From: Amir Goldstein <amir73il@gmail.com>
To: Alexander Larsson <alexl@redhat.com>
Cc: Miklos Szeredi <miklos@szeredi.hu>,
gscrivan@redhat.com, brauner@kernel.org,
linux-fsdevel@vger.kernel.org, linux-kernel@vger.kernel.org,
david@fromorbit.com, viro@zeniv.linux.org.uk,
Vivek Goyal <vgoyal@redhat.com>,
Josef Bacik <josef@toxicpanda.com>,
Gao Xiang <hsiangkao@linux.alibaba.com>,
Jingbo Xu <jefflexu@linux.alibaba.com>
Subject: Re: [PATCH v3 0/6] Composefs: an opportunistically sharing verified image filesystem
Date: Mon, 6 Feb 2023 09:59:36 +0200 [thread overview]
Message-ID: <CAOQ4uxjDz93CNHJpenBzSNqsktnKg0NwpBV4LZ+dTDhKtbi5Vg@mail.gmail.com> (raw)
In-Reply-To: <CAOQ4uximQZ_DL1atbrCg0bQ8GN8JfrEartxDSP+GB_hFvYQOhg@mail.gmail.com>
On Sun, Feb 5, 2023 at 9:06 PM Amir Goldstein <amir73il@gmail.com> wrote:
>
> > >>> Apart from that, I still fail to get some thoughts (apart from
> > >>> unprivileged
> > >>> mounts) how EROFS + overlayfs combination fails on automative real
> > >>> workloads
> > >>> aside from "ls -lR" (readdir + stat).
> > >>>
> > >>> And eventually we still need overlayfs for most use cases to do
> > >>> writable
> > >>> stuffs, anyway, it needs some words to describe why such < 1s
> > >>> difference is
> > >>> very very important to the real workload as you already mentioned
> > >>> before.
> > >>>
> > >>> And with overlayfs lazy lookup, I think it can be close to ~100ms or
> > >>> better.
> > >>>
> > >>
> > >> If we had an overlay.fs-verity xattr, then I think there are no
> > >> individual features lacking for it to work for the automotive usecase
> > >> I'm working on. Nor for the OCI container usecase. However, the
> > >> possibility of doing something doesn't mean it is the better technical
> > >> solution.
> > >>
> > >> The container usecase is very important in real world Linux use today,
> > >> and as such it makes sense to have a technically excellent solution for
> > >> it, not just a workable solution. Obviously we all have different
> > >> viewpoints of what that is, but these are the reasons why I think a
> > >> composefs solution is better:
> > >>
> > >> * It is faster than all other approaches for the one thing it actually
> > >> needs to do (lookup and readdir performance). Other kinds of
> > >> performance (file i/o speed, etc) is up to the backing filesystem
> > >> anyway.
> > >>
> > >> Even if there are possible approaches to make overlayfs perform better
> > >> here (the "lazy lookup" idea) it will not reach the performance of
> > >> composefs, while further complicating the overlayfs codebase. (btw, did
> > >> someone ask Miklos what he thinks of that idea?)
> > >>
> > >
> > > Well, Miklos was CCed (now in TO:)
> > > I did ask him specifically about relaxing -ouserxarr,metacopy,redirect:
> > > https://lore.kernel.org/linux-unionfs/20230126082228.rweg75ztaexykejv@wittgenstein/T/#mc375df4c74c0d41aa1a2251c97509c6522487f96
> > > but no response on that yet.
> > >
> > > TBH, in the end, Miklos really is the one who is going to have the most
> > > weight on the outcome.
> > >
> > > If Miklos is interested in adding this functionality to overlayfs, you are going
> > > to have a VERY hard sell, trying to merge composefs as an independent
> > > expert filesystem.
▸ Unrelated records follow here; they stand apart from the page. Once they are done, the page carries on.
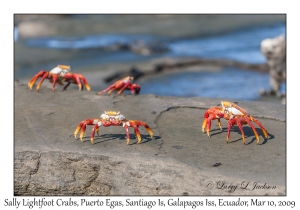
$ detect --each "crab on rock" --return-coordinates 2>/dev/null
[74,111,153,144]
[28,65,91,91]
[98,76,141,95]
[202,101,268,144]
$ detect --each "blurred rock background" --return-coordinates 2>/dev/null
[14,14,286,103]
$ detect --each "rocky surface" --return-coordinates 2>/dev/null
[14,81,286,196]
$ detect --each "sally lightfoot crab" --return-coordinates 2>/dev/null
[98,76,141,95]
[202,101,268,144]
[74,111,153,144]
[28,65,91,91]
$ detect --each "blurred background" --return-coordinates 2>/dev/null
[14,14,286,103]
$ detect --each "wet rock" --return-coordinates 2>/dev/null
[260,35,286,97]
[14,83,286,196]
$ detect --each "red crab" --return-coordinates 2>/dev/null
[28,65,91,91]
[202,101,268,144]
[74,111,153,144]
[98,76,141,95]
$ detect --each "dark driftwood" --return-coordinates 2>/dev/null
[104,58,269,83]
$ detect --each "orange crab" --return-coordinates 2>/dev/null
[98,76,141,95]
[74,111,153,144]
[28,65,91,91]
[202,101,268,144]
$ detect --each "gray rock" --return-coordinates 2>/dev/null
[14,82,286,196]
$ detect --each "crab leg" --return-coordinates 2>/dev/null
[236,118,246,144]
[91,122,102,144]
[226,119,235,143]
[64,81,71,90]
[245,117,259,144]
[123,123,130,144]
[118,81,131,95]
[78,74,91,91]
[202,107,224,137]
[97,85,115,95]
[28,70,49,90]
[250,116,269,138]
[49,74,58,91]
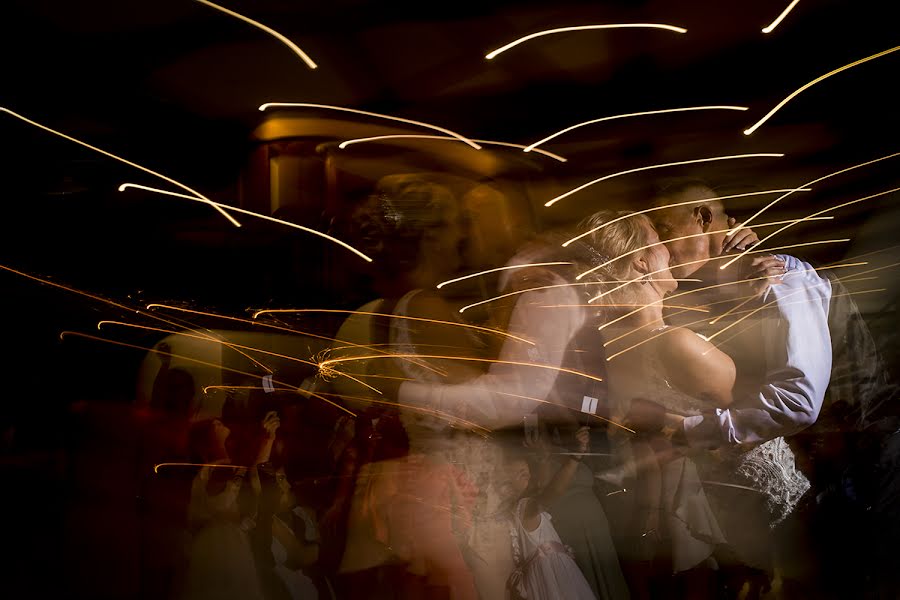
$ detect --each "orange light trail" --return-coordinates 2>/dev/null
[259,102,481,150]
[319,354,603,381]
[719,183,900,269]
[436,262,572,289]
[459,279,700,313]
[197,0,317,69]
[588,238,850,302]
[544,153,784,206]
[575,217,834,280]
[744,46,900,135]
[119,183,372,262]
[524,106,747,152]
[338,134,568,162]
[762,0,800,33]
[253,308,535,346]
[563,188,810,248]
[59,331,356,417]
[484,23,687,60]
[0,106,241,227]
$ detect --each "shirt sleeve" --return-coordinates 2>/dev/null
[684,256,832,448]
[399,287,585,428]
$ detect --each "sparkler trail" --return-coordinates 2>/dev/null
[0,106,241,227]
[338,134,568,162]
[259,102,481,150]
[196,0,317,69]
[575,218,836,280]
[762,0,800,33]
[436,262,572,289]
[524,106,747,152]
[253,308,535,346]
[744,46,900,135]
[59,331,356,417]
[459,279,699,314]
[544,153,784,206]
[119,183,372,262]
[563,188,810,248]
[484,23,687,60]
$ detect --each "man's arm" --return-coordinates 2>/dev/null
[684,256,831,448]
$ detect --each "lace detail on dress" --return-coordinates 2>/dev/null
[737,438,810,527]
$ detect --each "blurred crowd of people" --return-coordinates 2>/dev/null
[137,175,900,600]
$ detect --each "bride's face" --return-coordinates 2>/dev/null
[643,223,678,296]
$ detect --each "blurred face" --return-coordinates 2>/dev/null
[642,223,678,296]
[649,202,709,277]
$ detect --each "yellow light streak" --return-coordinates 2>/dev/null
[719,177,900,269]
[762,0,800,33]
[744,46,900,135]
[588,238,850,306]
[0,106,241,227]
[575,217,833,281]
[459,279,700,314]
[437,262,572,289]
[319,354,603,381]
[59,331,356,417]
[259,102,481,150]
[338,134,569,162]
[524,106,747,152]
[119,183,372,262]
[484,23,687,60]
[197,0,317,69]
[544,153,784,206]
[563,188,811,248]
[253,308,535,346]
The community simply does not approve of this sort of
> > > fragmentation unless there is a very good reason to do that.
> > >
> > >> For the automotive usecase we have strict cold-boot time requirements
> > >> that make cold-cache performance very important to us. Of course, there
> > >> is no simple time requirements for the specific case of listing files
> > >> in an image, but any improvement in cold-cache performance for both the
> > >> ostree rootfs and the containers started during boot will be worth its
> > >> weight in gold trying to reach these hard KPIs.
> > >>
> > >> * It uses less memory, as we don't need the extra inodes that comes
> > >> with the overlayfs mount. (See profiling data in giuseppes mail[1]).
> > >
> > > Understood, but we will need profiling data with the optimized ovl
> > > (or with the single blob hack) to compare the relevant alternatives.
> >
> > My little request again, could you help benchmark on your real workload
> > rather than "ls -lR" stuff? If your hard KPI is really what as you
> > said, why not just benchmark the real workload now and write a detailed
> > analysis to everyone to explain it's a _must_ that we should upstream
> > a new stacked fs for this?
> >
>
> I agree that benchmarking the actual KPI (boot time) will have
> a much stronger impact and help to build a much stronger case
> for composefs if you can prove that the boot time difference really matters.
>
> In order to test boot time on fair grounds, I prepared for you a POC
> branch with overlayfs lazy lookup:
> https://github.com/amir73il/linux/commits/ovl-lazy-lowerdata
>
> It is very lightly tested, but should be sufficient for the benchmark.
> Note that:
> 1. You need to opt-in with redirect_dir=lazyfollow,metacopy=on
> 2. The lazyfollow POC only works with read-only overlay that
> has two lower dirs (1 metadata layer and one data blobs layer)
> 3. The data layer must be a local blockdev fs (i.e. not a network fs)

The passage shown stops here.